We make it through in record--no, miracle time, and begin running towards our gate, which, while perhaps not as far as possible from the checkpoint, is pretty darn close. There are more harried (yet extremely kind) airport ladies at the gate, waving us through and encouraging us to continue with our running-pace, despite the stitches that had no doubt developed in our collective sides.
In the end, while I'm not sure if they had to hold the flight for us or not (there were more than twenty passengers in our group, after all; that's quite a number of disgruntled letters to have to deal with later!), but we made that flight, and were off to Hakodate without a hitch in order to take our placement test that morning.
Let it never be said that we didn't get excitement out of that group flight plan.

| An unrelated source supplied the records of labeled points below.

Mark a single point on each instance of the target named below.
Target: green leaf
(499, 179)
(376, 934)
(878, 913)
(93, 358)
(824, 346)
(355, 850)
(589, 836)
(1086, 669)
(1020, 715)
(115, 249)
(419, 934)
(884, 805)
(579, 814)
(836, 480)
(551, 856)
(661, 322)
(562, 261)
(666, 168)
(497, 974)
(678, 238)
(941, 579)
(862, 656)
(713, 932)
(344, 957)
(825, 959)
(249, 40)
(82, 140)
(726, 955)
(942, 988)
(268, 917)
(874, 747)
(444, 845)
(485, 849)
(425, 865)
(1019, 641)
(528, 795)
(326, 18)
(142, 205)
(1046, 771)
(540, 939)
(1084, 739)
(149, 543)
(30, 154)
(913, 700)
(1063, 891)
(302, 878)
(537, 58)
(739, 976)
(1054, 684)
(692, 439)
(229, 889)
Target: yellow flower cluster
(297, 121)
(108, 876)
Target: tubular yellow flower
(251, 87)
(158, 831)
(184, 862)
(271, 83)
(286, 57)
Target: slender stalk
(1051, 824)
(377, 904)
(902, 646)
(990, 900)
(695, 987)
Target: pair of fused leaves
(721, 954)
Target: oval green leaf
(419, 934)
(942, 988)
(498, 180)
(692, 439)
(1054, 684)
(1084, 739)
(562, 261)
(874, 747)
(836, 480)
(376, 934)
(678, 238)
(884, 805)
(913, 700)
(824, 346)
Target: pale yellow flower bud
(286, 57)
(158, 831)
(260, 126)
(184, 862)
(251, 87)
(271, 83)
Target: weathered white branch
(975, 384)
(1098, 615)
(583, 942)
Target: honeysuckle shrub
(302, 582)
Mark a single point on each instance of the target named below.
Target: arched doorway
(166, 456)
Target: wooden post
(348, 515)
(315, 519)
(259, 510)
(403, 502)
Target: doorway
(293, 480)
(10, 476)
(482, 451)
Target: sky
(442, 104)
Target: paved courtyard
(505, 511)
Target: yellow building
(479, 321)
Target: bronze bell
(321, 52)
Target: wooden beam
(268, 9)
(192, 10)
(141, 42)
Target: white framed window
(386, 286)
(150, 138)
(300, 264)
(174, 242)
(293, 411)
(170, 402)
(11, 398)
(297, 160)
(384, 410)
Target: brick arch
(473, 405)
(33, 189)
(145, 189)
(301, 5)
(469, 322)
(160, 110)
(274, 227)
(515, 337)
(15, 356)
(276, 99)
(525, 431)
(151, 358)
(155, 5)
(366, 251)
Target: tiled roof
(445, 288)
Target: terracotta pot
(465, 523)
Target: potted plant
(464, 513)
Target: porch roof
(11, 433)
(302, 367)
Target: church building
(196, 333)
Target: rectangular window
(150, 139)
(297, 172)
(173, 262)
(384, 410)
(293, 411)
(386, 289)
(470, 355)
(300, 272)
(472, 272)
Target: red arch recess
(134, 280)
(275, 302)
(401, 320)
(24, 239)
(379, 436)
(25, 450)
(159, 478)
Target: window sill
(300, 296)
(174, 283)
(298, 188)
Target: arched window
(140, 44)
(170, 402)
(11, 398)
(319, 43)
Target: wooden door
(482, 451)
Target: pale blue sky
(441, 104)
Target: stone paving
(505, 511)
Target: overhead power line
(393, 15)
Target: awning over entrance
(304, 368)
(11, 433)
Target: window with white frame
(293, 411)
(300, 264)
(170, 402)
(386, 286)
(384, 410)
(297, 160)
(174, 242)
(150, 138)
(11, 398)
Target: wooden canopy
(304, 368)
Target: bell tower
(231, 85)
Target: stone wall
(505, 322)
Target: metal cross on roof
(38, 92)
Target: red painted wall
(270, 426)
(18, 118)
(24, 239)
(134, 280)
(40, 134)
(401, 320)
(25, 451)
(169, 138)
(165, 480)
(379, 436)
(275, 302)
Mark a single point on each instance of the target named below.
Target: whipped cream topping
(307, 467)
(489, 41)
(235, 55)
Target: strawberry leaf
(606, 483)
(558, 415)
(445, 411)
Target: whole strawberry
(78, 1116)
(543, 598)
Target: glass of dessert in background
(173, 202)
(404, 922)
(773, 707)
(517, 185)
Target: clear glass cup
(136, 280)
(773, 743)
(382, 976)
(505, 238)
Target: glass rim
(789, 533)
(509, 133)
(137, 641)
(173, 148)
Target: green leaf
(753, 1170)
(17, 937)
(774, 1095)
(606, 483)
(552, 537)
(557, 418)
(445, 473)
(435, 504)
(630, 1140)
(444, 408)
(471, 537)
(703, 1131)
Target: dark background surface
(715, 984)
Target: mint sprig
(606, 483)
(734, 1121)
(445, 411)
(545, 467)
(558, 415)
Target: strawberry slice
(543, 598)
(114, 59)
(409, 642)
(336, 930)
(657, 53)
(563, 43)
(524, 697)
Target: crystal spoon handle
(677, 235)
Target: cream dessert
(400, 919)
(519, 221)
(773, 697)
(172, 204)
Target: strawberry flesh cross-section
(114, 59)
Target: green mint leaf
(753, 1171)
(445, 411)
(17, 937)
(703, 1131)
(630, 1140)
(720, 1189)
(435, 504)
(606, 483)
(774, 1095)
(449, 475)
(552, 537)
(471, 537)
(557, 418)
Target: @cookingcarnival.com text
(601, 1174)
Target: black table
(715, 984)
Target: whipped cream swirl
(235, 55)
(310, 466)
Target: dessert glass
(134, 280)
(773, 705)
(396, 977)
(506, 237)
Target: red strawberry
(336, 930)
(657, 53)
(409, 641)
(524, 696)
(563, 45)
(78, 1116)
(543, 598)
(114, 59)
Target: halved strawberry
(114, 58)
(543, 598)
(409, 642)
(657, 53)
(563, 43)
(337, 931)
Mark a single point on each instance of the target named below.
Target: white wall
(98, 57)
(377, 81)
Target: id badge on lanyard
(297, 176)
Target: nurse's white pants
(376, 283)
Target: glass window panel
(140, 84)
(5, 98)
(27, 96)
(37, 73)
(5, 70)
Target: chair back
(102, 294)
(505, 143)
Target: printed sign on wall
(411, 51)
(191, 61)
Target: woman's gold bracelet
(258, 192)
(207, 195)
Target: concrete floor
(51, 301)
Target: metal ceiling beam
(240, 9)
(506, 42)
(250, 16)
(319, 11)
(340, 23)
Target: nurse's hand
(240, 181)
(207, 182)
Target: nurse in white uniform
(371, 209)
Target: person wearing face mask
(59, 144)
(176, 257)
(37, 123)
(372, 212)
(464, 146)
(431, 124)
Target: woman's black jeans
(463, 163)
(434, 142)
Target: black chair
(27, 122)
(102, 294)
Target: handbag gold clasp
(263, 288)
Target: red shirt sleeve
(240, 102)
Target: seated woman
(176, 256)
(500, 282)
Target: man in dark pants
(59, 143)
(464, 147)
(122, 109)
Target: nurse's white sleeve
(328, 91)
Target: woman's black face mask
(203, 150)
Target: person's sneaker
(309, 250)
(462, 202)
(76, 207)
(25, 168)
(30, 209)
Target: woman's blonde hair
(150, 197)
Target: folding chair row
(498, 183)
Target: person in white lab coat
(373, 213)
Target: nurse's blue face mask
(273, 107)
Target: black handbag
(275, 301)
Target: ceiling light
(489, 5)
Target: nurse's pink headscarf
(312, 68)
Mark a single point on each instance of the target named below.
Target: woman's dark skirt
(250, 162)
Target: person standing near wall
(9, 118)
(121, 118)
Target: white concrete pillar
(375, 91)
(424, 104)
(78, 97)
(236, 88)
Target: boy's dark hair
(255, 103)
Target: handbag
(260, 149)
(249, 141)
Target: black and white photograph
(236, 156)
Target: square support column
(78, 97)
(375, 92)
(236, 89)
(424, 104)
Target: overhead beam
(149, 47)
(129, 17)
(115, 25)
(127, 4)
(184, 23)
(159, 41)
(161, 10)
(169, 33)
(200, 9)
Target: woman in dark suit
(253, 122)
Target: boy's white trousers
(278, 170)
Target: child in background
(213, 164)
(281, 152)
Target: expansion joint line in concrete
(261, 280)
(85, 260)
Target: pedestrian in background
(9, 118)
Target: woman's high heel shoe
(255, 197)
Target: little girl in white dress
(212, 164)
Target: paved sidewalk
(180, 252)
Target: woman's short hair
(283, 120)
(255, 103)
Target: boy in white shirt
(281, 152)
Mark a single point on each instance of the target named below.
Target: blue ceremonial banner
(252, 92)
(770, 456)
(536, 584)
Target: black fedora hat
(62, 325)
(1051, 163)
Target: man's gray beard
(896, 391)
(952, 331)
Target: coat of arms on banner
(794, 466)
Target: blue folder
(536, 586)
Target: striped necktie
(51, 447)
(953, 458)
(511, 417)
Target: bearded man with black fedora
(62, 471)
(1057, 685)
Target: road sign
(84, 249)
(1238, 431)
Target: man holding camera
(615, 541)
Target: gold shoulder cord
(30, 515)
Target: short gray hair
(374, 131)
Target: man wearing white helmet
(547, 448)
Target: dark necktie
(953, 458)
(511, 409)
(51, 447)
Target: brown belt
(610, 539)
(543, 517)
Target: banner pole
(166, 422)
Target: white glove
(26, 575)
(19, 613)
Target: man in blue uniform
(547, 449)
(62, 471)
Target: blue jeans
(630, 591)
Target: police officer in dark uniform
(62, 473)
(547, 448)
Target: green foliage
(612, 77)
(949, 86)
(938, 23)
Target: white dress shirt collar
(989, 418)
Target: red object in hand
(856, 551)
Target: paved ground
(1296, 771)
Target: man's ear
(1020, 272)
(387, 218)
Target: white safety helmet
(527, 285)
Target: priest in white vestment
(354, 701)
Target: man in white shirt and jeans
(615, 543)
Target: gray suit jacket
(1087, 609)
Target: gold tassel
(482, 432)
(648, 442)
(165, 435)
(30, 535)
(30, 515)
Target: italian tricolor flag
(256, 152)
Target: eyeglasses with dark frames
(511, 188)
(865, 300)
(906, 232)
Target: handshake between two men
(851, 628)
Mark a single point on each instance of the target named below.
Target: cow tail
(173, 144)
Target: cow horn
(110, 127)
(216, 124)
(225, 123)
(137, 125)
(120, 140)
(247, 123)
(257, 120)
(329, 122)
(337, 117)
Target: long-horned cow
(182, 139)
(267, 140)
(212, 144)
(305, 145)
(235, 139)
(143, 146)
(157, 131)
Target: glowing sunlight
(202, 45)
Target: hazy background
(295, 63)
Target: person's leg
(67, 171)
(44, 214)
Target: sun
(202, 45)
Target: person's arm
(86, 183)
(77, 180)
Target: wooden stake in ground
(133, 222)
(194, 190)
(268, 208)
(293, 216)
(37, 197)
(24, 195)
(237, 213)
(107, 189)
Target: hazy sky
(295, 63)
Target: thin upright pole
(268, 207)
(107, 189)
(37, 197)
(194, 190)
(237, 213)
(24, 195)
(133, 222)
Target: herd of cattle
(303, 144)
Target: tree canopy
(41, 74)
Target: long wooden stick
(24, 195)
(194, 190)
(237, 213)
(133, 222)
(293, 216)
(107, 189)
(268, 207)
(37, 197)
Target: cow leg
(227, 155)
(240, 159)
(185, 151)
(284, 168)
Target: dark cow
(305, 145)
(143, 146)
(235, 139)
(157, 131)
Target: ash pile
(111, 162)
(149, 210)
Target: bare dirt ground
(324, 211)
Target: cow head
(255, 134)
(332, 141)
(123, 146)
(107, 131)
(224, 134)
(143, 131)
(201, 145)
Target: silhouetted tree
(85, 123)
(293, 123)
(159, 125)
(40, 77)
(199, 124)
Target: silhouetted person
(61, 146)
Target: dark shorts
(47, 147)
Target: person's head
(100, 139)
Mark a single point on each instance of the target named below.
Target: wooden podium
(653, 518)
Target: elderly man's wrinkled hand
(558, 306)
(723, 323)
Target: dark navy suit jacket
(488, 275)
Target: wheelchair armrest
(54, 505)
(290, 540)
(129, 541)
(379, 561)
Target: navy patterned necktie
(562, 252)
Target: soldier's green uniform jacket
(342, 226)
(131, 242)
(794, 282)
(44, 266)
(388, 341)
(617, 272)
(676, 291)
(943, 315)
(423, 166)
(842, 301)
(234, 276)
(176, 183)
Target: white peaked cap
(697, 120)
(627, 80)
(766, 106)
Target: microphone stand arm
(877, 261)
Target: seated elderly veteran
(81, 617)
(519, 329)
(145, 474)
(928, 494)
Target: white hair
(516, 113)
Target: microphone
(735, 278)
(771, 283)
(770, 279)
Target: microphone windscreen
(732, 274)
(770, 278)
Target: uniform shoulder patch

When Tokyo comes up again in my chronological back-tracking through Japan, rest assured that it will get another post--my HIF and AKP Tokyo experiences were nothing if not separated by vast amounts of experience, language ability, and a certain Kansai-biased jadedness. Not to mention, you know, purpose--I was actually going to visit the next time.
... Wow. This turned out to take a much longer time than I had originally predicted. Probably because I have that distressing tendency to ramble and go into way too much detail... So much for setting up a lot of posts in advance... oh well. I apologize, dear readers, but it looks like you're going to have to be at the mercy of my free time after all!
This is Edo, signing off with some seriously over-worked typing fingers.